Anda por el mundo un catálogo variado de tipos perplejos interrogándose sobre qué ha podido suceder para que Donald Trump sea el primer presidente naranja de los EE UU. Se lo preguntan con la intensidad con la que alguien se cuestiona sobre porqué lo ha dejado una mujer. A mí ayer me lo preguntaron lo menos ocho veces y qué sé yo de nada. Probablemente no haya una respuesta unívoca. Quizás se haya agotado el modelo de lo razonable, o puede que la opción demócrata fuera un cadáver político antes mismo de nacer. Tal vez sea el terror a lo distinto, a lo opcional, a lo lejano, el cansancio ante esa amenaza constante, difusa y magnificada que se ha usado para cementar las altas tapias del sistema. Quizás el truco se haya ido de una vez por todas de las manos. Quizás se pasaron de meter miedo y el muelle se haya dado de sí. O quizás hayamos repetido demasiadas veces que son todos iguales, que en realidad todo esto es muy sencillo y que lo importante no es lo que se haga, sino quién lo haga. Ésta es la raíz última del populismo que mastica los restos escombrados de la decencia y la racionalidad. Lo que han dejado, digo.

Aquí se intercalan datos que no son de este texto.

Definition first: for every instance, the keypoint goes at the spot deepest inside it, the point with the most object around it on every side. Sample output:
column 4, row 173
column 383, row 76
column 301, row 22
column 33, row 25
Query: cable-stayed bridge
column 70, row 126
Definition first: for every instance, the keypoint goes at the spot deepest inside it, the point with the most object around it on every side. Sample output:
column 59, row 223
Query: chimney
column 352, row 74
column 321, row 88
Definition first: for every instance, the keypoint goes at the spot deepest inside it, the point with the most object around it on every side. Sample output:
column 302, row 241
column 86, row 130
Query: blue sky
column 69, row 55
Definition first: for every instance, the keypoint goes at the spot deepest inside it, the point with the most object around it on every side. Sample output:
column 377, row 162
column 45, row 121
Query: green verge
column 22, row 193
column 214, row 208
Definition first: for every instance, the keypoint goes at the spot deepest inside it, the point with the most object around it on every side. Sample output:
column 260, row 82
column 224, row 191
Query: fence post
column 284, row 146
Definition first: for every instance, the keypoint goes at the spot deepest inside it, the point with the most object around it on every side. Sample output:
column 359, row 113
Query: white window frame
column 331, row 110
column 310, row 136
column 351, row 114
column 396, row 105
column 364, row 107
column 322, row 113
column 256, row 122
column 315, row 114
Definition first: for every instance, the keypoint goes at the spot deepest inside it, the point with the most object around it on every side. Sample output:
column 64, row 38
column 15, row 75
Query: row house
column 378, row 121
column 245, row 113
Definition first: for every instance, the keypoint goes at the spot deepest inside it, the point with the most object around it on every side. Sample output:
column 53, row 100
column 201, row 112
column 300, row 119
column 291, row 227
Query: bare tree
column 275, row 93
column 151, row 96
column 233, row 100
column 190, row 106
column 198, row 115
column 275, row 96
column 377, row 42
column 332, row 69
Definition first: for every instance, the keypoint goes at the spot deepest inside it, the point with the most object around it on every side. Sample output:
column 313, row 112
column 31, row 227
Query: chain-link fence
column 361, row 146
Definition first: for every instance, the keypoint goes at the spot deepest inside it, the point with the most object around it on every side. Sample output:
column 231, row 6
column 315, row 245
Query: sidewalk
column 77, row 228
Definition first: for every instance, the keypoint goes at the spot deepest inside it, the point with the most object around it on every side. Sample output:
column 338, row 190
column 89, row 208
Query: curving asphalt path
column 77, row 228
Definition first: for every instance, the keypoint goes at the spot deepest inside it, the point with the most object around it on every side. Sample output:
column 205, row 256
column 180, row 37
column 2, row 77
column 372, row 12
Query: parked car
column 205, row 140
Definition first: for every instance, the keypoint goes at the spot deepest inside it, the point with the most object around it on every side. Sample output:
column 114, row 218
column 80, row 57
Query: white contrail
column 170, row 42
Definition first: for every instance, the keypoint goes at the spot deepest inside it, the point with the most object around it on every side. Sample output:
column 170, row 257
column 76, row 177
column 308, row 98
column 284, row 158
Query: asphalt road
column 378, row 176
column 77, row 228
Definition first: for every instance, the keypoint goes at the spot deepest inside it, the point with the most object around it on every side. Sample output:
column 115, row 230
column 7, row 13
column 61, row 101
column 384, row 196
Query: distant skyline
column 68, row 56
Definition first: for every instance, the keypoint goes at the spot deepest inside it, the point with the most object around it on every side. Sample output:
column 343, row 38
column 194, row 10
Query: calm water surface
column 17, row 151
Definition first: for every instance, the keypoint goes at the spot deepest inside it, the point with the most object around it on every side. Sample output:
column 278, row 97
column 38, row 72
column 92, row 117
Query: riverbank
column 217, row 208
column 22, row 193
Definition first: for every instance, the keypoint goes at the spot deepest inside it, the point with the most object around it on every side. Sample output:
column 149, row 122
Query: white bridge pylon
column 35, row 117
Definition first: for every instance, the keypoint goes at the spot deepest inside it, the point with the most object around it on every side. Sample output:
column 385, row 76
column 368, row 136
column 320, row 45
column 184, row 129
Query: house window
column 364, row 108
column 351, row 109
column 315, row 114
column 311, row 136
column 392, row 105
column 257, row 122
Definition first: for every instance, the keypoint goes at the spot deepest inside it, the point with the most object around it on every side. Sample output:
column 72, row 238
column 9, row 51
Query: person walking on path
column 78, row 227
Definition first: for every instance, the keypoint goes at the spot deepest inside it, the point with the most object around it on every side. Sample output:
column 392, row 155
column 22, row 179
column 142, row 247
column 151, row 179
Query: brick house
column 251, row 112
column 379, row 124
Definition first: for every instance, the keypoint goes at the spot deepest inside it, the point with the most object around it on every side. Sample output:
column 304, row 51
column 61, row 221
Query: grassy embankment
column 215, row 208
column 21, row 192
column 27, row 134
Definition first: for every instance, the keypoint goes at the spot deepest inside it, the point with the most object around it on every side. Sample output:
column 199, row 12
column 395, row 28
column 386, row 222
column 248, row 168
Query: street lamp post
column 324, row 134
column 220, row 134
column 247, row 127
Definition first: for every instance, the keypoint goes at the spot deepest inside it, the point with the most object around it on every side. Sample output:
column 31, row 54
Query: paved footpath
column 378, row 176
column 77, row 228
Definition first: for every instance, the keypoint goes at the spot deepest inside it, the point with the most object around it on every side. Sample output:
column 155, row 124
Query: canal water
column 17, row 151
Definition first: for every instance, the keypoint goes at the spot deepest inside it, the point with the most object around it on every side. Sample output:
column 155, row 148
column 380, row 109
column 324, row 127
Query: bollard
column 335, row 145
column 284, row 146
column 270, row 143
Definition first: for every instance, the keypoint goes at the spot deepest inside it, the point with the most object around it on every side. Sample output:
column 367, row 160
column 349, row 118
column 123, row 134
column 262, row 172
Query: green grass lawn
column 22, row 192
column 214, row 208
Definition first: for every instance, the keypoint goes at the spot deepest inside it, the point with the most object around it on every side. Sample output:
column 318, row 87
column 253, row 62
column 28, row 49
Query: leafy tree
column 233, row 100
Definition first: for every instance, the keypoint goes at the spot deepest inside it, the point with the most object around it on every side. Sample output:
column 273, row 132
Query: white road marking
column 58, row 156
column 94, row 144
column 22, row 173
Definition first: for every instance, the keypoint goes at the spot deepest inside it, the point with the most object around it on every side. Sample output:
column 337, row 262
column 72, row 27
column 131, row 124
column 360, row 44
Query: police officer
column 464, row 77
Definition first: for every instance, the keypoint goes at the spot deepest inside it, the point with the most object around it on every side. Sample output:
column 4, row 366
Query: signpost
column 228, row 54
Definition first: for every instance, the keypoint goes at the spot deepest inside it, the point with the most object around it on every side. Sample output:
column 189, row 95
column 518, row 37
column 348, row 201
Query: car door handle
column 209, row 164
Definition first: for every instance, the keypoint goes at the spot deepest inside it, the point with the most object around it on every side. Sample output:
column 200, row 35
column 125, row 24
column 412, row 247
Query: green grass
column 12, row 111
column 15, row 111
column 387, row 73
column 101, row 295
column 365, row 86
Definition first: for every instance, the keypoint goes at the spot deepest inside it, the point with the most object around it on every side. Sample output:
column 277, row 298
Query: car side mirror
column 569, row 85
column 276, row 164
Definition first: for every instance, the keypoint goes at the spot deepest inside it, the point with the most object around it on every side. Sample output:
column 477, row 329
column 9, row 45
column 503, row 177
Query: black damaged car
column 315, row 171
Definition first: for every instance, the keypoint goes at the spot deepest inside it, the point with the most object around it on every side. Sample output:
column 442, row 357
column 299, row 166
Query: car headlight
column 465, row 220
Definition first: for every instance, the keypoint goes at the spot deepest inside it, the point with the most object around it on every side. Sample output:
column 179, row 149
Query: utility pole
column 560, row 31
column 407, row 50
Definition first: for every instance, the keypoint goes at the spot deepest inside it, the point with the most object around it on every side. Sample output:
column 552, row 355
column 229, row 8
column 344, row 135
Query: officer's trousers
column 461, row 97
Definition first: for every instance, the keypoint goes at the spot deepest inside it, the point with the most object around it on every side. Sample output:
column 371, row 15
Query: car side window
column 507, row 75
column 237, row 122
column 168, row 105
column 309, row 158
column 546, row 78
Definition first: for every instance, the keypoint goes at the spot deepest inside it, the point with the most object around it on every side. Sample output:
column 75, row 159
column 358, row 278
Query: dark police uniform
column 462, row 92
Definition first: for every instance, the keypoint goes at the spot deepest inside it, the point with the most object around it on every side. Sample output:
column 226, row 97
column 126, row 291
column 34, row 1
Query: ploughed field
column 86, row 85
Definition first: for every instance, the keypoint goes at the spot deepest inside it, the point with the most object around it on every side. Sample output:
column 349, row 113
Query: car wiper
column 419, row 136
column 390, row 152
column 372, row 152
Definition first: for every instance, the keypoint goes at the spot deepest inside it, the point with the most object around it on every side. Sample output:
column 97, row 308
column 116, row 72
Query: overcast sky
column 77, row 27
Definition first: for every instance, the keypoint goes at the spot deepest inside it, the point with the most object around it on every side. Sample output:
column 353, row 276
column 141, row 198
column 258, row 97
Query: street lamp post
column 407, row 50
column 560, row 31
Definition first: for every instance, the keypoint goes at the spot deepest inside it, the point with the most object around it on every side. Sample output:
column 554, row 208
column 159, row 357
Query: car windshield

Primero fue el Brexit. Estoy seguro de que Inglaterra puede hacer el camino sola, la cuestión es para qué. Ahora Trump, del que es difícil decir quién es su mujer y quién es su hija y que no teme encasillarse en el papel de galán, hace cima sobre el Himalaya de heces que han salido de su propia boca. De momento, habrá que ver si en el país de los lobbys consigue poner en pie alguna de las políticas imposibles que prometió. Ojalá que no. Una cosa es echarle una flor a Vladimir Putin y otra, meter un submarino nuclear ruso en la bahía de Cheesapeeke. Afortunadamente para todos, gobernar resulta más difícil que hablar y aplicar el programa republicano –o su propia ausencia, en este caso– en un país relativamente serio es más difícil que hacer un trompo con un transatlántico. Más preocupante que las consecuencias reales de la presidencia de Trump son sus propias causas. La elección de la madrugada se parece demasiado a validar el odio, la discriminación, el matoneo, el racismo y la ignorancia. Hay que concentrarse mucho en que los países no votan mal, sino que sencillamente votan, para no ver en la victoria de Trump el ocaso definitivo de los valores de Occidente. O quizás, sencillamente, alguien haya comenzado a pensar que sería divertido ver cómo finalmente nos vamos todos al carajo. Así es como empiezan todas las peleas: eligiendo el animal mayor.